Identifying producer/consumer scenarios in the wild

I've been working on a data import process the past couple of days, trying to solve some memory issues (OOMEs).  Essential we have a reader (the producer) and a writer (the consumer).  The writer part of this scenario operates much slower than the reader part.  The reader part is implemented as an iterator, so it only produces enough work for the writer to consume.  As this design evolved over time, parallel execution of the writer was added, in an effort to speed up the overall writing process.  The coordination of the parallelization is an ExecutorService implementation.  With this executor service now in place, the iteration of the reader can operate independently of the writer.  Thus, the consumer now starts creating lots of tasks that are then submitted to the executor service, where they queue up.  The executor service is not bounded, so it just keeps accepting tasks.  This wouldn't be a problem if the number of tasks were small and the memory footprint of those tasks was low, but that is not our situation.  Thus, we keep blowing out our Java VM process with OOMEs.  We're in the process of fixing this issue, using a bounded concurrent collection to handle the buffering of items between the reader and the executor service and ultimately the writer.



  1. It's interesting to hear how others are solving this problem.

    I'm actually working on something very similar sounding at work that I'm just digging into (batch loading a bunch of products and rates into a database from a CSV file). We've got a reader that takes a CSV file and I'm planning on having it store the results in a list in Redis. Redis has a built in blocking pop operation that will pop the next item off of a list (or wait if nothing is on the list). It's guaranteed to give the item to only one worker, so it makes producer/consumer very easy.
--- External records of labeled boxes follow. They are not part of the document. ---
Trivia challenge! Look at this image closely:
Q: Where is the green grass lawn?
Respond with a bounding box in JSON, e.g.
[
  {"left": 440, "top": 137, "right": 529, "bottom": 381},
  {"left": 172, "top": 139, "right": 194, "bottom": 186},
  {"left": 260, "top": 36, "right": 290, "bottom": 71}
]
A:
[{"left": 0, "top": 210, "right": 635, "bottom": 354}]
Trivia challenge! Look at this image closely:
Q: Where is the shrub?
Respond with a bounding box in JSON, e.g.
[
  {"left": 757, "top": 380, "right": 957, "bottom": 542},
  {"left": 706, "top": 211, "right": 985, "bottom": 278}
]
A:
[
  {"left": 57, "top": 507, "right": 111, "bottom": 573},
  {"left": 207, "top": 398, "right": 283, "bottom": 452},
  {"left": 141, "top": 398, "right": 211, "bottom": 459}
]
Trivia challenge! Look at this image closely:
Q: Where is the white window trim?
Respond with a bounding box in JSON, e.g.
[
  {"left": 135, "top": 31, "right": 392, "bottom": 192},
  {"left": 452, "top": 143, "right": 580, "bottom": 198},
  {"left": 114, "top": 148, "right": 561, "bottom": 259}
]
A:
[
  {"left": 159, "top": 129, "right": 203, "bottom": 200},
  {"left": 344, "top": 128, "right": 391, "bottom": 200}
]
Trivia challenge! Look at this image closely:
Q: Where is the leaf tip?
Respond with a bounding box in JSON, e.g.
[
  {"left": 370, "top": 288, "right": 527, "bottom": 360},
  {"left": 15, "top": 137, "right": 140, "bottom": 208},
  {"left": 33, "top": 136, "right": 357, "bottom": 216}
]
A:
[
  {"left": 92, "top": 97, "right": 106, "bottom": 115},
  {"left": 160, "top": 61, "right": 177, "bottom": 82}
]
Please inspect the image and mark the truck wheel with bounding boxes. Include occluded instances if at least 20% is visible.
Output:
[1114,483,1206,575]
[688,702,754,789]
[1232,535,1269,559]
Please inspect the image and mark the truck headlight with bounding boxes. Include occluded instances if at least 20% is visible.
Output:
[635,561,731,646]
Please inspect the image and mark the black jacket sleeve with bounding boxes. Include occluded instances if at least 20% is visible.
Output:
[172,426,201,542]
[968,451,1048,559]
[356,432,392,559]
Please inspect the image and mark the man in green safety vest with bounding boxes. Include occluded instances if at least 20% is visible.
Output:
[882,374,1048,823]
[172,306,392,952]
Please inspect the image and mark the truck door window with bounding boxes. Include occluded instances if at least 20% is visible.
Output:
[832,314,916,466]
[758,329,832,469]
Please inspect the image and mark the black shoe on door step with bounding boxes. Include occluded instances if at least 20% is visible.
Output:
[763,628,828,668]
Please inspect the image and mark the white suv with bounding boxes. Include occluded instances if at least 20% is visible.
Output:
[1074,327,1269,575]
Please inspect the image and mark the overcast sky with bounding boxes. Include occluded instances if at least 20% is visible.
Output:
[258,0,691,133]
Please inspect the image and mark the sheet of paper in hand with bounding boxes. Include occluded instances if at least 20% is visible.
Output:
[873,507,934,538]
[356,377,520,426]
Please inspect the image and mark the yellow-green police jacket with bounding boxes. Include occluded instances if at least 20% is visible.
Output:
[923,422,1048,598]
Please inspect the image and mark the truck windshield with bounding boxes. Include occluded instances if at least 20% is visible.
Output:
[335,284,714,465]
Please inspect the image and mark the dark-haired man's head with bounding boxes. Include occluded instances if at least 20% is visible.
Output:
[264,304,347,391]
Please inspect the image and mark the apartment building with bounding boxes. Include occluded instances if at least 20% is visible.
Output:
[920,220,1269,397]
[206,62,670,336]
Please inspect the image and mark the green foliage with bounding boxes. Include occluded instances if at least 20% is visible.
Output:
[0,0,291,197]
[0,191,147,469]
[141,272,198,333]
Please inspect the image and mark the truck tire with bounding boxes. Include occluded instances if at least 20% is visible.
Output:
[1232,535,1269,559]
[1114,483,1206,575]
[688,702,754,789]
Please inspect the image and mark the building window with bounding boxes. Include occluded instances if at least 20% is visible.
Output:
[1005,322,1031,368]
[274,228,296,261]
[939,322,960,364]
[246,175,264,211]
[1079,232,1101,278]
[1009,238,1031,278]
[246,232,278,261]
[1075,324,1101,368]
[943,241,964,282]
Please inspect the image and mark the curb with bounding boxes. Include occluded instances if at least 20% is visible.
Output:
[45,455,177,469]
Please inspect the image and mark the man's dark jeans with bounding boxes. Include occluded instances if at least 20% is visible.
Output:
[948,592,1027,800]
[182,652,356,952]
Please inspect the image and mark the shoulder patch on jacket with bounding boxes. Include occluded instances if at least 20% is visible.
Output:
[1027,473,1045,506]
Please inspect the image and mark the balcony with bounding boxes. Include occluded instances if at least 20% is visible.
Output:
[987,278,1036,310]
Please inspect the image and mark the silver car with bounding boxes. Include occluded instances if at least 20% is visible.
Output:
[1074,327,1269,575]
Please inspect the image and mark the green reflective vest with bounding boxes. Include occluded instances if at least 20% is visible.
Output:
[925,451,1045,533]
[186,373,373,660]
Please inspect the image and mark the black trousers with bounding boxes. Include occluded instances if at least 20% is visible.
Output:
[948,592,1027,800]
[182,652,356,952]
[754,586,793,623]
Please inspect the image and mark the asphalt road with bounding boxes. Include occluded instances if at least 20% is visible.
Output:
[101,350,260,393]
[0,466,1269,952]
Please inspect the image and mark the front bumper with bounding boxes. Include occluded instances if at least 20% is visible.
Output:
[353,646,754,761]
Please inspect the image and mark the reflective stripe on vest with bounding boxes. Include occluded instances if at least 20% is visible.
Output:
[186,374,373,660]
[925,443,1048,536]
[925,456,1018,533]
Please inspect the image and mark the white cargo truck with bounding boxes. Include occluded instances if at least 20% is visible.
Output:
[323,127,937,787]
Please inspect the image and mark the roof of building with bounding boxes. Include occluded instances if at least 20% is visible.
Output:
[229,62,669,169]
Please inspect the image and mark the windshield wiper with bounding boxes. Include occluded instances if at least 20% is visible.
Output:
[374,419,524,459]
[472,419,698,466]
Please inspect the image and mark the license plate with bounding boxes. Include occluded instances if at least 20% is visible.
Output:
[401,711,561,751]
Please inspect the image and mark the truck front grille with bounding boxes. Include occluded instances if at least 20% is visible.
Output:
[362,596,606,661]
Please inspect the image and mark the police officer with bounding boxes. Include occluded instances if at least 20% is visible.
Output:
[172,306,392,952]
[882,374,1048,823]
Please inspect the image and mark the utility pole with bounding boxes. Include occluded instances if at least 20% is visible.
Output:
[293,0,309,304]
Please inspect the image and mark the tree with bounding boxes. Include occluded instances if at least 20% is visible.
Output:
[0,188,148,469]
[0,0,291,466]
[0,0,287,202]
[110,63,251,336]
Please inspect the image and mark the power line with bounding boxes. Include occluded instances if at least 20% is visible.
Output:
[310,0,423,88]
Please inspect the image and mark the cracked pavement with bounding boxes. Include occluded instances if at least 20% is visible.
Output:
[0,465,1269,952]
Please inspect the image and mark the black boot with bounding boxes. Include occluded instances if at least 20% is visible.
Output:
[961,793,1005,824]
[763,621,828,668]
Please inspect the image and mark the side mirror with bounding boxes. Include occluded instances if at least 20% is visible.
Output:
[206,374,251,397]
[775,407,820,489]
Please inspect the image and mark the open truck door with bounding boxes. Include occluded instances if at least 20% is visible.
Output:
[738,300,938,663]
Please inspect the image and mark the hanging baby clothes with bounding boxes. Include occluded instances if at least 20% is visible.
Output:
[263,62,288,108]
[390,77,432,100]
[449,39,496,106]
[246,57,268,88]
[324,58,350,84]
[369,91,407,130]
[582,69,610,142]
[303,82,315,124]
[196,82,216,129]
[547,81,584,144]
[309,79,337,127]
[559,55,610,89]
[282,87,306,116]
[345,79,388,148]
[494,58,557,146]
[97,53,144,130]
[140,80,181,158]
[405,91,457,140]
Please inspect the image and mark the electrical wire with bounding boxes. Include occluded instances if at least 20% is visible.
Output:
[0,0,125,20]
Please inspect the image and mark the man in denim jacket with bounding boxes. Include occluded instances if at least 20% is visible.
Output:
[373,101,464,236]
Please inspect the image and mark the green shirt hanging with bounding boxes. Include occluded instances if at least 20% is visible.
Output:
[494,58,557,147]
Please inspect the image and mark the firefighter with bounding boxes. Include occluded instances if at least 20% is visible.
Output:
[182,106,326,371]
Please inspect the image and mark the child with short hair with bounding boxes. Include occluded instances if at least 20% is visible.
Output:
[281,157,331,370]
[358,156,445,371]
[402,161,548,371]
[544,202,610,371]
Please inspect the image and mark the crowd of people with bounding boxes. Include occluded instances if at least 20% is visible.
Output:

    Longer term, we're looking at implementing RabbitMQ as a messaging infrastructure (and might run something like Celery on top of it) to solve some other problems, and we might migrate this to using that, but for now, I think Redis blocking lists will work for us.

  2. Ted, thanks for the comment. I really dig how your using Redis to solve a design problem in your space, and it's interesting that both our solutions incorporate similar design structures to keep the consumers well fed. It will be interesting to see how RabbitMQ figures into your solution at work. Perhaps a presentation at some point?